Anyone betting on this political U-turn in the Netherlands only a year ago now probably would have been very rich

Politically even more remarkable, they also included stricter highway speed-limits ‘for the sake of jobs’ announced by the ruling coalition government under liberal Prime Minister Mark Rutte. Anyone betting on this political U-turn only a year ago now probably would have been very rich.

One more seismic shock in national politics was caused by the earthquakes due to the exploitation of the Groningen gas field, which for decades was the dominant factor in national energy policies.

As a result of large public pressure that had built up, it was unexpectedly decided in 2019 to end the exploitation of this gas field already in 2022 – eight years before the only shortly before decided exploitation stop in 2030.

Internationally, the sustainability event of 2019 was probably the announcement of the EU Green Deal. At its start in office, the new European Commission under Ursula von der Leyen has published very ambitious plans to make Europe ‘the first climate-neutral continent.’ These plans have to be rolled out from 2020 onwards.

A farmer protest in the Netherlands caused the largest traffic jam ever in the country

At the same time, major public resistance against societal change towards sustainability is building up. Feeling to be treated as the scapegoats of the nitrogen crisis, farmers in the Netherlands mobilised against the nitrogen measures in a way never seen before.

By driving from all over the Netherlands in their tractors towards a national manifestation in The Hague, they caused the largest traffic jam ever in the country. And after the 2019 Provincial elections, the new climate-sceptic party ‘Forum voor Democratie’ together with the liberal party has become the largest party in the Dutch Senate.

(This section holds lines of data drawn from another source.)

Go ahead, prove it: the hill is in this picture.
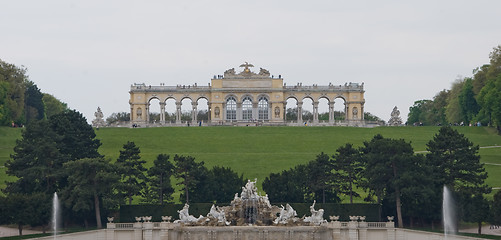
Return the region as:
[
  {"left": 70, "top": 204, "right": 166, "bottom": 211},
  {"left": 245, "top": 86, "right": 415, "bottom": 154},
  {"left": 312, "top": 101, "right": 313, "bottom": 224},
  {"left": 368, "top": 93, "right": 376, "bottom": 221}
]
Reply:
[{"left": 0, "top": 124, "right": 501, "bottom": 200}]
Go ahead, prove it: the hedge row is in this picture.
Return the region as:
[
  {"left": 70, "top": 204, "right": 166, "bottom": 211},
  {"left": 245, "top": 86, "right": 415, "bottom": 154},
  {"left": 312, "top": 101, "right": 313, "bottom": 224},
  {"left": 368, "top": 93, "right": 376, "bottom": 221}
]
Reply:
[{"left": 117, "top": 203, "right": 379, "bottom": 222}]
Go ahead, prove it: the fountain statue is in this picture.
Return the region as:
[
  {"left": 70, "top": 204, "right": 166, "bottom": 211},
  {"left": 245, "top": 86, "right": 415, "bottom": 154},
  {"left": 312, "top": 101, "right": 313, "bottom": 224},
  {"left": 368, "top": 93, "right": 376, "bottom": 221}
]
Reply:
[
  {"left": 303, "top": 201, "right": 327, "bottom": 225},
  {"left": 174, "top": 203, "right": 204, "bottom": 224}
]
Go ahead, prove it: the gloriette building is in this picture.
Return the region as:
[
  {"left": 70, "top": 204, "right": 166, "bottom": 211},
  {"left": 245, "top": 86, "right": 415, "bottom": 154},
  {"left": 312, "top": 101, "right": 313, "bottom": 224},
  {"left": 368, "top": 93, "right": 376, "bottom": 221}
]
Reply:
[{"left": 129, "top": 63, "right": 365, "bottom": 125}]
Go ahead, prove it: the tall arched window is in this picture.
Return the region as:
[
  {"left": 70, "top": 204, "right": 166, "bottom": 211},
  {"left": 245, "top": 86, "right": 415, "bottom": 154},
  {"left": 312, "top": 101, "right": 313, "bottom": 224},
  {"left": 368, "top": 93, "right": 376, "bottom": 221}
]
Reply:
[
  {"left": 257, "top": 97, "right": 268, "bottom": 120},
  {"left": 226, "top": 97, "right": 237, "bottom": 120},
  {"left": 242, "top": 97, "right": 252, "bottom": 120}
]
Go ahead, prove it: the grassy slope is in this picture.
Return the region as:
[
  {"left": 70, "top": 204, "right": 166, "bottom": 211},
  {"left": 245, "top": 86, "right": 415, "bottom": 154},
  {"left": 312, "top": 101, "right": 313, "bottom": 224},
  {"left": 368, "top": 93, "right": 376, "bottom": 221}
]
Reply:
[{"left": 0, "top": 127, "right": 501, "bottom": 199}]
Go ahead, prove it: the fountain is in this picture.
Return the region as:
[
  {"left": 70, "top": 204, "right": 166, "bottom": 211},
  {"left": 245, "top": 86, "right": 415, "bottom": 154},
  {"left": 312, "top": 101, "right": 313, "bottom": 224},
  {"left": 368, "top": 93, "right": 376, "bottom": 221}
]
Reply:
[
  {"left": 103, "top": 180, "right": 397, "bottom": 240},
  {"left": 442, "top": 186, "right": 456, "bottom": 238},
  {"left": 52, "top": 192, "right": 59, "bottom": 239}
]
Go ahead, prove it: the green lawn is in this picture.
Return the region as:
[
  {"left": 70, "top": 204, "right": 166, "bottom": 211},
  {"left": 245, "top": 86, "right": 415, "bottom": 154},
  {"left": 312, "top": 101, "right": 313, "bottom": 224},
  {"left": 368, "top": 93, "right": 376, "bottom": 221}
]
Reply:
[{"left": 0, "top": 124, "right": 501, "bottom": 200}]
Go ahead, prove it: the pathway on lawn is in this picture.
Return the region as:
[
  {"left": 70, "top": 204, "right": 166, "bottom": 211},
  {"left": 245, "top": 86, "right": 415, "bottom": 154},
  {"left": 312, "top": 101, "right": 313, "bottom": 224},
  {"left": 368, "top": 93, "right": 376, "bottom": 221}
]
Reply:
[
  {"left": 0, "top": 226, "right": 42, "bottom": 237},
  {"left": 414, "top": 145, "right": 501, "bottom": 153}
]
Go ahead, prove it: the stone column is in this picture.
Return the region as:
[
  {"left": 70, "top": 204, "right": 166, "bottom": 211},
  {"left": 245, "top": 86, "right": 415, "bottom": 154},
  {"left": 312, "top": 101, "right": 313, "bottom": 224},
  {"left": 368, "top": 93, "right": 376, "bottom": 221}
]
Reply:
[
  {"left": 130, "top": 104, "right": 136, "bottom": 123},
  {"left": 143, "top": 222, "right": 153, "bottom": 240},
  {"left": 176, "top": 102, "right": 182, "bottom": 124},
  {"left": 191, "top": 102, "right": 198, "bottom": 124},
  {"left": 297, "top": 102, "right": 303, "bottom": 125},
  {"left": 329, "top": 101, "right": 335, "bottom": 124},
  {"left": 313, "top": 102, "right": 318, "bottom": 124},
  {"left": 344, "top": 102, "right": 351, "bottom": 122},
  {"left": 236, "top": 103, "right": 243, "bottom": 122},
  {"left": 360, "top": 102, "right": 365, "bottom": 121},
  {"left": 348, "top": 221, "right": 358, "bottom": 240},
  {"left": 160, "top": 102, "right": 165, "bottom": 124},
  {"left": 134, "top": 222, "right": 143, "bottom": 239},
  {"left": 106, "top": 223, "right": 116, "bottom": 240},
  {"left": 282, "top": 105, "right": 287, "bottom": 123}
]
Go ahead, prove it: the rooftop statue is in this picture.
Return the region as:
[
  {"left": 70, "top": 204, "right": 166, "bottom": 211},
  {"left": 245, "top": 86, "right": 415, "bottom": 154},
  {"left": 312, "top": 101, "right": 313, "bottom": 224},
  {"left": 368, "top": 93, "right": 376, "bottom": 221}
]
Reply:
[
  {"left": 92, "top": 107, "right": 106, "bottom": 128},
  {"left": 388, "top": 106, "right": 402, "bottom": 126}
]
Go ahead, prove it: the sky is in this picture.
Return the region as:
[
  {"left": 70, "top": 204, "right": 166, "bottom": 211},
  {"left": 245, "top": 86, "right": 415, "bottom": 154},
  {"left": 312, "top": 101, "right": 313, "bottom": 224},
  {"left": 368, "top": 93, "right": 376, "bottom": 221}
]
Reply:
[{"left": 0, "top": 0, "right": 501, "bottom": 122}]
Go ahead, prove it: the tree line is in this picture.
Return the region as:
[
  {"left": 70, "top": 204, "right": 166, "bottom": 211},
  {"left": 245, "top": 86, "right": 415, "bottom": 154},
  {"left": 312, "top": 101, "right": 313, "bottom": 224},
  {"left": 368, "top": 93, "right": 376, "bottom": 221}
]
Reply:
[
  {"left": 0, "top": 59, "right": 68, "bottom": 126},
  {"left": 0, "top": 110, "right": 501, "bottom": 232},
  {"left": 263, "top": 126, "right": 501, "bottom": 232},
  {"left": 0, "top": 110, "right": 245, "bottom": 235},
  {"left": 407, "top": 45, "right": 501, "bottom": 133}
]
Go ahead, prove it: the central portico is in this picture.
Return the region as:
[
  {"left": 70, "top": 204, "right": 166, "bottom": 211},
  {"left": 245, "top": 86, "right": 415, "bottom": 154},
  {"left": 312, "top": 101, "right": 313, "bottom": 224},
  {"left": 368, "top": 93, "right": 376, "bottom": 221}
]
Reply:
[{"left": 129, "top": 62, "right": 365, "bottom": 125}]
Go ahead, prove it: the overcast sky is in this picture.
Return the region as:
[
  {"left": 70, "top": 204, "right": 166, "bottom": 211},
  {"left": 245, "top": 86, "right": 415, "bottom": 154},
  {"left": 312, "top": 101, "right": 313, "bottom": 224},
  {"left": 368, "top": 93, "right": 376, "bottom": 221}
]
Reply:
[{"left": 0, "top": 0, "right": 501, "bottom": 124}]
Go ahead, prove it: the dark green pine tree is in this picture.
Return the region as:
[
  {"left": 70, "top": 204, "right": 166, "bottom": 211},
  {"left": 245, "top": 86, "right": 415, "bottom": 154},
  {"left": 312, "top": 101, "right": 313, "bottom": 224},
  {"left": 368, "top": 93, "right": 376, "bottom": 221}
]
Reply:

In the global arena, a lukewarm agreement at the Madrid climate conference once again showed that short-term economic interests of several countries conflict with those of countries that externally defend an international climate deal for the sake of the global good, and internally hope to profit economically from stricter climate policies.

This also holds for the EU, which seeks to build up new competitive advantages with its Green Deal, but at the same time in increasingly stricter ways prevents refugees that want to share in its narrow regional sustainability from entering the ‘green castle.’

Rather than closing the often cited ‘emission gaps’ between nationally decided climate policies and international climate goals, decisive steps on international sustainability in 2020 are therefore likely to depend on closing three far more fundamental international sustainability policy gaps:

One between citizens within countries that hope to gain from a transition and those that fear to lose out, one between countries that might be winners of change and those that are likely to be losers, and one between the rich and the global poor who only want to share a bit in the wealth of the ‘haves’ in this world.

In order to measure progress towards international sustainability, I suggest therefore that sustainability watchers in 2020 keep their eyes open on the extent to which these bridges will be built in the new year.